In an article for Parenting, Debra Kent suggests that fostering healthy independence in children begins very early on. Even parents of babies can reinforce an infant’s limited independence by respecting their choices (for example, when a baby turns away from a gaze or rejects a feeding), and by encouraging a certain amount of self-soothing. Sanya Pelini, Ph.D. offers evidence-based strategies for parents to employ as children grow older, such as enforcing chores (to teach responsibility), limiting toys (to encourage creativity), and setting high—but reasonable—expectations (to build children’s confidence).

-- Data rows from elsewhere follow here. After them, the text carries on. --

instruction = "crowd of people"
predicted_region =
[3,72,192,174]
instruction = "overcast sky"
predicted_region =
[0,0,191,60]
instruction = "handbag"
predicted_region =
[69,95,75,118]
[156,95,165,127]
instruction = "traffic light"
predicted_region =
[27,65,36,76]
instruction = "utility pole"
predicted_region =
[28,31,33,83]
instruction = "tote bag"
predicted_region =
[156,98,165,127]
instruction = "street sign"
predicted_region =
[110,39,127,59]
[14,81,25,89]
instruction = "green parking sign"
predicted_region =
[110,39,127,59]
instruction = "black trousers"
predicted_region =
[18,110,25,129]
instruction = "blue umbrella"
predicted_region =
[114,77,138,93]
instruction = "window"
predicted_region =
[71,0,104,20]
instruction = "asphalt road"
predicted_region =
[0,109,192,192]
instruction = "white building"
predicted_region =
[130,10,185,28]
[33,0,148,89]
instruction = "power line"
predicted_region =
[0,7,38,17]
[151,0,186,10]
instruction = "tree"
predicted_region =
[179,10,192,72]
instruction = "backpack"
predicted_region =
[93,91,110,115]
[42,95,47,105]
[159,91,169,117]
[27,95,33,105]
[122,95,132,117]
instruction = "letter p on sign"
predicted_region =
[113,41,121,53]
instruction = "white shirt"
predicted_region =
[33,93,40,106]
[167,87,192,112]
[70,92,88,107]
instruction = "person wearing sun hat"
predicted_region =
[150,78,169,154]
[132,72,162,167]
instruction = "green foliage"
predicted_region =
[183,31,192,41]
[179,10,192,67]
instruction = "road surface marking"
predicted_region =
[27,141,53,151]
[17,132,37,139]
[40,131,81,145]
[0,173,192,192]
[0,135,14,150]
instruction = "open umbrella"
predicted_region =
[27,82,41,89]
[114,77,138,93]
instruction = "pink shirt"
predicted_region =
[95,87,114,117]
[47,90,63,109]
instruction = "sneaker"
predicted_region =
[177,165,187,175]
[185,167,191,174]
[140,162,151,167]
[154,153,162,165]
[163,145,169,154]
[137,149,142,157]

The Montessori Way…and Beyond
Nurturing independence in children isn’t just something that happens at home. Educational institutions have a role as well. Since 1907, when Maria Montessori founded her first preschool (Casa dei Bambini in Italy), hundreds of thousands of children have benefited from the child-centered Montessori approach to learning that not only allows for, but promotes, autonomy in children.
The movement really took root in the United States in the 1960s, and current educational theory fully embraces the idea that children learn best when they are allowed to self-direct their learning, be independent while also honoring community, and be active seekers of knowledge. This extends beyond Montessori-specific classrooms and schools into mainstream education.
Foster Independence with Kindermusik
The theory is also alive and well in Kindermusik classes, where a core philosophy is “follow the child.” At Kindermusik, children are encouraged to explore freely, make choices, develop personal preferences, and share their unique ideas and perspectives with the community. The fun and music-making in every Kindermusik experience is designed to support children’s social-emotional development, and to nurture their confidence, relationship-building skills, and yes, independence.
So this coming Independence Day, don your patriotic finest, grab some sort of music-making, noise-producing objects, and march around with your child to this Kindermusik rendition of “Sourwood Mountain,” a traditional American dancing song. You can take turns moving in different ways and celebrating your individuality. Ahhh, freedom…doesn’t it feel great?